Ratio imaging uncovers novel tissue regions and metabotypes that are not evident from individual metabolite imaging alone. For example, ratio imaging of neurotransmitter-related metabolites in mouse brain reveals an unexpected "arc-like" region encompassing the hypothalamus, striatum and nucleus accumbens.
Combining ratio and non-ratio pixel data enables the discovery of significant but previously unappreciated correlations between metabolite ratios and other molecular features, providing new hypotheses for further investigation.
Metabolite ratio-based PCA and UMAP segmentation generate robust, artefact-free ROIs that link proxy metabolic activities, outperforming segmentation based on individual metabolite data.
Overall, the untargeted metabolite ratio imaging approach described offers a powerful new tool to enhance spatial metabolic profiling and enable the discovery of novel biomarkers and metabolic pathways associated with physiological and pathological states.
Stats
Ratio of glutamate to glutamine is elevated in the nucleus accumbens region of COX10 knockout mouse brain compared to wildtype.

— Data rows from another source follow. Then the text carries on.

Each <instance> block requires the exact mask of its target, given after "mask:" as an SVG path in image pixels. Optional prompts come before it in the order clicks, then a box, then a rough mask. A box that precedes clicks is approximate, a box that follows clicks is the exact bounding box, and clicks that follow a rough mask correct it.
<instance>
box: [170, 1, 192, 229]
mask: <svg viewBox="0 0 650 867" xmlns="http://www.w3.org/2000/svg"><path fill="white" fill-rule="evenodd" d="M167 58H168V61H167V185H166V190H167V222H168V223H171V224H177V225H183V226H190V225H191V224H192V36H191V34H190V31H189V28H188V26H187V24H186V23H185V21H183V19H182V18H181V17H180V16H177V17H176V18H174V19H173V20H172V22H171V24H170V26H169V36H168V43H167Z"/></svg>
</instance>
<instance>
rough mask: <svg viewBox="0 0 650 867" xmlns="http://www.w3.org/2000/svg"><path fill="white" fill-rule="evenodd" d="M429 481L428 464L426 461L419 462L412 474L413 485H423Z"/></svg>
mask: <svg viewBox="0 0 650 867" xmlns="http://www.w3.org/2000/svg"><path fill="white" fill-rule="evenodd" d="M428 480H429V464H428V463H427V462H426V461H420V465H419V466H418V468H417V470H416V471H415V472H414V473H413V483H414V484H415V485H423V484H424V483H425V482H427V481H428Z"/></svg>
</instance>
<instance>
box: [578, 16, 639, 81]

Ratio of aspartate to N-acetylaspartate is decreased in the outer cortex of COX10 knockout mouse brain compared to wildtype.

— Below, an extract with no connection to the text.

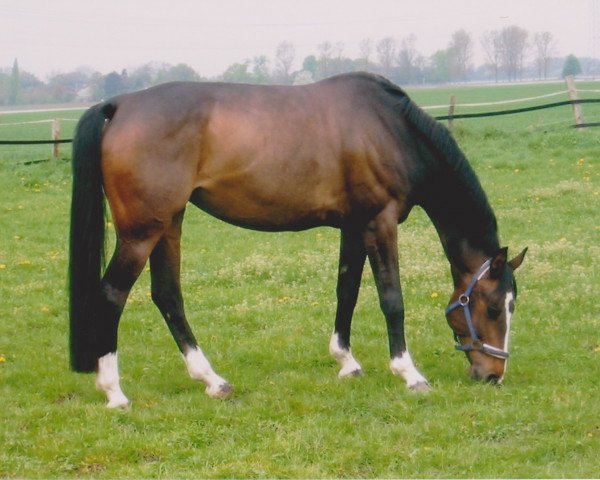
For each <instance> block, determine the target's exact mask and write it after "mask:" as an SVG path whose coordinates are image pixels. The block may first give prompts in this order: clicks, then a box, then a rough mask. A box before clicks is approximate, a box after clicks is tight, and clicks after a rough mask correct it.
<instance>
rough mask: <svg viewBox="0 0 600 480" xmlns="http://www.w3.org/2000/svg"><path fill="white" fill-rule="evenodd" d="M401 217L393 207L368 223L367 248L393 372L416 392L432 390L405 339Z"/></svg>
mask: <svg viewBox="0 0 600 480" xmlns="http://www.w3.org/2000/svg"><path fill="white" fill-rule="evenodd" d="M397 218H398V216H397V215H396V209H395V208H393V206H390V208H387V209H384V210H383V211H382V212H381V213H380V214H379V215H378V216H377V217H376V218H375V219H374V220H373V221H371V222H370V223H369V225H368V226H367V229H366V232H365V246H366V250H367V255H368V257H369V262H370V264H371V268H372V270H373V275H374V277H375V283H376V285H377V292H378V294H379V303H380V306H381V310H382V311H383V314H384V315H385V320H386V323H387V330H388V337H389V343H390V358H391V361H390V368H391V370H392V372H393V373H394V374H395V375H399V376H401V377H402V378H404V380H405V381H406V384H407V386H408V387H409V388H410V389H412V390H416V391H426V390H429V388H430V387H429V384H428V382H427V380H426V379H425V377H423V375H421V374H420V373H419V371H418V370H417V369H416V367H415V365H414V363H413V361H412V358H411V356H410V353H409V352H408V349H407V347H406V340H405V337H404V299H403V298H402V290H401V285H400V273H399V267H398V244H397V237H398V232H397V229H398V222H397Z"/></svg>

Ratio of N-acetylaspartylglutamate to N-acetylaspartate is increased in a specific region of the COX10 knockout mouse brain compared to wildtype.
Quotes
"Pixel-by-pixel metabolite ratio imaging almost invariably resolves distinct tissue structures but also uncovers fine structure and anatomically unrecognized regions not revealed by individual metabolite imaging alone."

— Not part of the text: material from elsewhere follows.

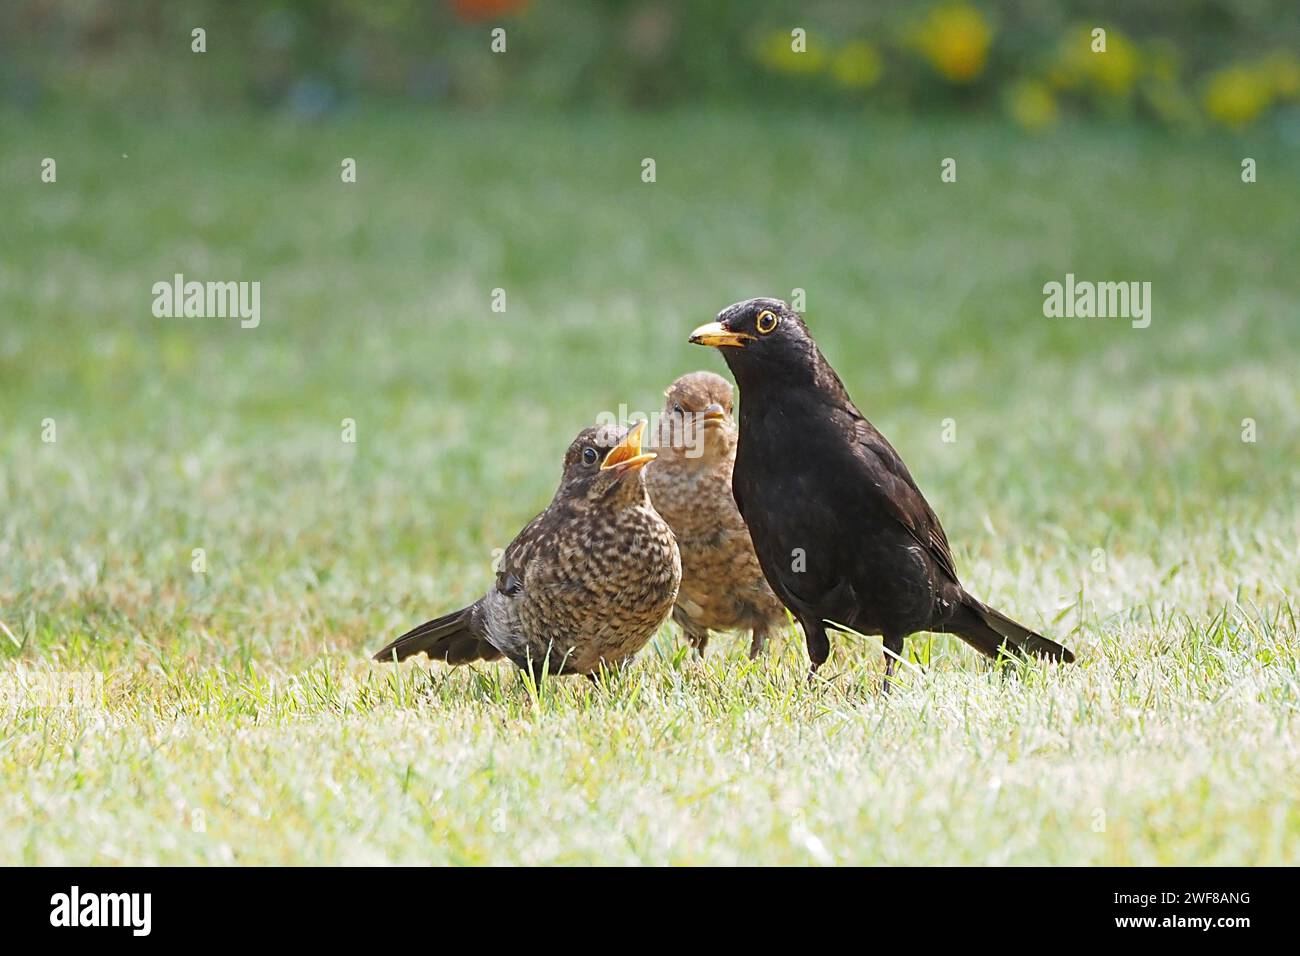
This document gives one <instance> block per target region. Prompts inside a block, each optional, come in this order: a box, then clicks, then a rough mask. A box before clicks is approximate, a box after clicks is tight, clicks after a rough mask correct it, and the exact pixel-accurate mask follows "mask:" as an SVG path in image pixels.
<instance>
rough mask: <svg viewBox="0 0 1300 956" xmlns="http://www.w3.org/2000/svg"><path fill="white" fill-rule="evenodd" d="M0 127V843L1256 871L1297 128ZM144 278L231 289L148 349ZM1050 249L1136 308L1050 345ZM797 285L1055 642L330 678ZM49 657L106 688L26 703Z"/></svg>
mask: <svg viewBox="0 0 1300 956" xmlns="http://www.w3.org/2000/svg"><path fill="white" fill-rule="evenodd" d="M3 127H4V129H5V135H4V137H3V139H0V191H3V196H4V220H5V225H4V228H3V229H0V622H3V624H4V628H3V631H0V654H3V657H4V661H3V663H0V666H3V676H4V678H5V680H4V685H3V691H4V696H3V697H0V718H3V724H0V783H3V786H0V862H5V864H22V862H27V864H81V862H95V864H149V862H160V864H200V862H204V864H211V862H246V864H276V862H307V864H320V862H608V864H633V862H646V864H663V862H675V864H732V862H792V864H801V862H883V864H927V862H930V864H932V862H975V864H985V862H988V864H1175V862H1180V864H1229V862H1236V864H1296V862H1300V808H1297V803H1296V767H1297V766H1300V735H1297V730H1300V715H1297V705H1300V653H1297V645H1296V641H1297V633H1296V607H1297V605H1296V597H1295V596H1296V594H1297V593H1300V507H1297V498H1300V486H1297V485H1300V479H1297V450H1300V401H1297V385H1296V369H1297V368H1300V313H1297V304H1296V303H1297V302H1300V272H1297V271H1296V268H1295V265H1296V261H1297V259H1300V242H1297V239H1296V222H1297V221H1300V190H1297V189H1296V181H1295V163H1296V156H1295V152H1294V150H1291V151H1288V150H1286V148H1283V147H1282V146H1281V144H1278V143H1269V142H1265V143H1252V142H1245V140H1242V142H1235V140H1212V139H1206V140H1173V139H1167V138H1164V137H1160V135H1156V134H1149V133H1141V131H1136V130H1130V129H1126V127H1108V126H1096V127H1092V126H1083V127H1074V129H1067V130H1065V131H1062V133H1060V134H1058V135H1057V137H1054V138H1049V139H1041V140H1036V139H1022V138H1019V137H1018V135H1015V134H1011V133H1009V131H1008V130H1005V129H1004V127H1001V126H997V125H983V124H972V122H966V121H959V120H957V118H950V120H946V121H935V120H931V121H927V122H924V124H922V122H915V124H902V122H901V121H900V122H889V124H881V122H870V121H866V120H863V118H861V117H855V116H849V114H842V116H829V117H826V118H820V120H814V118H807V117H797V116H772V117H759V118H754V117H744V116H727V114H714V113H703V112H699V113H681V114H667V116H660V117H647V118H627V117H621V118H620V117H614V116H610V117H588V118H564V120H541V118H533V117H524V116H519V117H495V118H473V117H468V116H451V114H417V113H400V114H389V116H378V117H360V116H357V117H352V118H344V120H341V121H339V122H337V124H333V125H324V126H312V125H292V124H289V122H283V121H269V120H266V121H250V120H239V118H234V117H233V118H225V120H221V118H217V120H212V121H205V122H196V121H162V120H157V121H151V120H148V118H143V117H142V118H138V120H114V118H110V117H103V116H101V117H91V118H75V117H65V118H57V117H56V118H44V120H32V118H23V117H16V116H6V117H4V121H3ZM1245 155H1249V156H1253V157H1255V159H1256V160H1257V161H1258V168H1260V181H1258V182H1257V183H1255V185H1244V183H1242V181H1240V159H1242V156H1245ZM45 156H52V157H55V159H56V160H57V176H59V181H57V183H53V185H45V183H42V182H40V181H39V172H40V160H42V157H45ZM346 156H351V157H355V159H356V160H357V170H359V177H357V178H359V181H357V182H356V183H355V185H343V183H342V182H341V181H339V163H341V160H342V159H343V157H346ZM646 156H650V157H654V159H655V160H656V173H658V181H656V182H655V183H642V182H641V160H642V157H646ZM945 156H952V157H956V159H957V161H958V182H957V183H952V185H944V183H941V182H940V177H939V166H940V160H941V159H943V157H945ZM177 272H182V273H185V274H186V277H187V278H198V280H243V281H260V282H261V325H260V326H259V328H256V329H240V328H239V323H238V320H233V319H227V320H221V319H155V317H153V315H152V313H151V303H152V294H151V286H152V284H153V282H156V281H160V280H169V278H170V277H172V276H173V274H174V273H177ZM1067 272H1073V273H1075V276H1078V277H1079V278H1089V280H1138V281H1151V282H1152V285H1153V319H1152V324H1151V326H1149V328H1147V329H1132V328H1130V324H1128V323H1127V321H1125V320H1115V319H1112V320H1086V319H1045V317H1044V316H1043V293H1041V287H1043V285H1044V284H1045V282H1049V281H1062V280H1063V278H1065V274H1066V273H1067ZM495 287H502V289H504V290H506V294H507V311H506V313H503V315H500V313H494V312H493V311H491V310H490V307H489V306H490V297H491V290H493V289H495ZM796 287H801V289H805V290H806V297H807V317H809V323H810V325H811V328H813V330H814V334H816V336H818V338H819V341H820V343H822V346H823V350H824V351H826V352H827V355H828V358H829V359H831V362H832V363H833V364H835V365H836V367H837V369H839V371H840V373H841V376H842V377H844V378H845V382H846V385H848V386H849V389H850V392H852V393H853V394H854V397H855V399H857V402H858V405H859V406H861V407H862V408H863V411H865V412H866V414H867V415H868V416H871V418H872V420H874V421H875V423H876V425H878V427H880V428H881V431H884V432H885V434H887V436H889V438H891V440H892V441H893V444H894V445H896V446H897V447H898V450H900V453H901V454H902V455H904V458H905V459H906V460H907V462H909V464H910V467H911V471H913V473H914V475H915V476H917V480H918V481H919V484H920V486H922V489H923V490H924V492H926V494H927V496H928V498H930V499H931V502H932V505H933V506H935V509H936V511H937V512H939V515H940V516H941V518H943V520H944V524H945V527H946V529H948V535H949V538H950V540H952V542H953V548H954V553H956V557H957V562H958V570H959V571H961V572H962V576H963V580H965V583H966V585H967V587H969V588H970V589H971V591H972V592H974V593H976V594H978V596H980V597H984V598H985V600H988V601H989V602H992V604H993V605H996V606H998V607H1001V609H1002V610H1005V611H1008V613H1009V614H1013V615H1014V617H1017V618H1018V619H1021V620H1024V622H1026V623H1027V624H1030V626H1034V627H1037V628H1040V630H1043V631H1044V632H1047V633H1048V635H1050V636H1053V637H1056V639H1058V640H1061V641H1062V643H1065V644H1067V645H1069V646H1071V648H1073V649H1074V650H1075V652H1076V653H1078V654H1079V661H1078V663H1076V665H1074V666H1071V667H1065V669H1054V667H1048V666H1031V667H1027V669H1024V670H1023V671H1021V672H1013V674H1008V675H1000V674H997V672H993V671H991V669H989V667H988V666H985V663H984V662H983V661H982V659H979V658H978V657H976V656H975V654H974V653H972V652H970V650H969V649H967V648H965V645H961V644H959V643H956V641H953V640H952V639H948V637H944V636H935V637H930V636H926V635H920V636H918V637H917V639H914V640H913V641H911V643H910V644H909V646H910V649H911V653H913V656H914V658H915V659H917V663H918V666H917V667H914V669H909V670H907V671H906V678H905V685H904V687H901V688H900V691H898V692H897V693H896V695H894V696H892V697H891V698H883V697H880V696H879V695H878V687H879V679H880V670H881V659H880V644H879V640H876V639H854V637H848V636H840V637H837V639H836V640H835V650H833V656H832V659H831V662H829V663H828V666H827V667H826V670H824V671H823V672H824V674H827V676H828V679H827V680H826V682H820V683H818V684H814V685H809V684H807V683H806V682H805V671H806V654H805V650H803V646H802V637H801V635H800V633H798V632H797V631H796V630H794V628H790V631H789V632H788V635H787V636H785V639H783V640H779V641H776V644H775V648H774V653H772V654H771V656H770V657H768V658H767V659H764V661H761V662H758V663H750V662H749V661H746V659H745V649H746V645H748V639H716V640H715V641H714V644H712V645H710V652H711V653H710V657H708V658H707V659H706V661H703V662H699V661H697V659H694V658H693V657H690V656H688V654H686V653H685V650H684V645H682V643H681V640H680V637H679V636H677V633H676V632H675V630H673V627H672V626H671V624H668V626H664V628H663V630H662V632H660V635H659V637H658V639H656V640H655V643H654V644H653V645H651V646H650V648H647V649H646V650H645V652H642V654H641V657H640V658H638V661H637V662H636V663H634V666H633V667H630V669H629V670H628V671H627V672H625V674H623V675H620V676H617V678H615V679H612V680H611V682H608V683H607V684H604V685H601V687H593V685H590V684H589V683H588V682H585V680H560V682H551V683H550V684H546V685H543V687H542V688H541V689H539V691H537V689H534V688H532V687H529V685H526V684H525V683H524V682H523V679H521V678H520V676H519V675H517V674H516V672H515V671H513V670H512V669H511V667H510V666H508V665H504V663H503V665H478V666H476V667H472V669H461V670H458V671H448V670H447V669H445V667H442V666H439V665H433V666H430V665H428V663H426V662H424V661H422V658H421V661H420V662H419V663H412V665H404V666H402V667H400V669H394V667H391V666H382V665H372V663H369V661H368V653H369V652H373V650H374V649H376V648H378V646H380V645H381V644H382V643H385V641H386V640H387V639H389V637H391V636H394V633H395V632H398V631H400V630H404V628H407V627H408V626H411V624H415V623H419V622H421V620H424V619H426V618H429V617H433V615H434V614H437V613H441V611H445V610H448V609H451V607H454V606H460V605H463V604H467V602H469V601H472V600H473V598H476V597H477V596H478V594H480V593H482V591H484V589H485V588H486V587H487V585H489V583H490V580H491V575H493V571H491V564H493V558H494V555H493V550H494V549H498V548H503V546H504V545H506V544H507V542H508V541H510V538H511V537H512V536H513V533H515V532H516V531H517V529H519V528H520V527H523V524H524V523H525V522H526V520H528V519H529V518H530V516H532V515H533V514H534V512H537V511H538V510H539V509H541V507H542V506H543V505H545V503H546V502H547V501H549V498H550V496H551V493H552V490H554V486H555V483H556V480H558V475H559V463H560V457H562V454H563V450H564V447H565V446H567V444H568V441H569V440H571V438H572V436H573V434H575V433H576V432H577V431H578V429H580V428H581V427H582V425H585V424H589V423H590V421H593V420H594V419H595V416H597V414H598V412H601V411H604V410H608V411H617V408H619V405H620V403H627V405H628V407H629V408H632V410H645V411H650V410H654V408H655V407H658V402H659V397H660V394H662V392H663V389H664V386H666V385H667V384H668V382H669V381H671V380H672V378H673V377H676V376H677V375H679V373H681V372H685V371H689V369H693V368H711V369H716V371H722V369H723V364H722V362H720V359H719V358H718V356H716V355H715V354H712V352H711V351H708V350H703V349H698V347H693V346H689V345H686V334H688V333H689V330H690V329H692V328H694V326H695V325H698V324H699V323H702V321H707V320H708V319H710V317H711V316H712V312H715V311H716V310H718V308H720V307H722V306H725V304H728V303H731V302H733V300H736V299H740V298H748V297H750V295H758V294H772V295H780V297H783V298H788V297H789V295H790V291H792V290H793V289H796ZM45 419H52V420H53V423H55V429H56V441H55V442H44V441H43V440H42V432H43V428H44V425H43V421H44V420H45ZM343 419H354V420H355V421H356V432H357V441H356V444H344V442H343V441H342V440H341V428H342V424H341V423H342V420H343ZM948 419H950V420H952V425H953V427H954V428H956V441H952V442H945V441H944V440H943V438H944V423H945V420H948ZM1244 419H1252V420H1253V421H1255V427H1256V431H1257V441H1255V442H1247V441H1243V420H1244ZM200 548H201V549H204V553H205V562H207V571H205V574H195V572H194V571H192V570H191V563H192V561H194V558H192V551H194V549H200ZM68 672H73V674H85V672H99V674H103V693H101V696H98V697H94V700H91V701H88V702H87V701H82V704H81V705H78V706H61V705H56V702H53V701H49V700H42V697H40V696H39V695H36V693H34V692H31V691H27V692H25V691H23V689H22V685H23V683H25V682H26V684H29V685H31V684H36V685H42V684H40V682H43V680H49V679H51V676H49V675H55V678H59V676H65V675H66V674H68Z"/></svg>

"Combining ratio and non-ratio pixel data offers a powerful new tool to survey significant but unappreciated global correlations between metabolites ratios (both structurally defined and undefined) in distinct ROIs that are revealed by metabolite ratio tissue segmentation."
"We anticipate targeted and untargeted metabolite ratio imaging to provide a powerful add-on tool for MSI experiments, revealing otherwise hidden information in acquired datasets."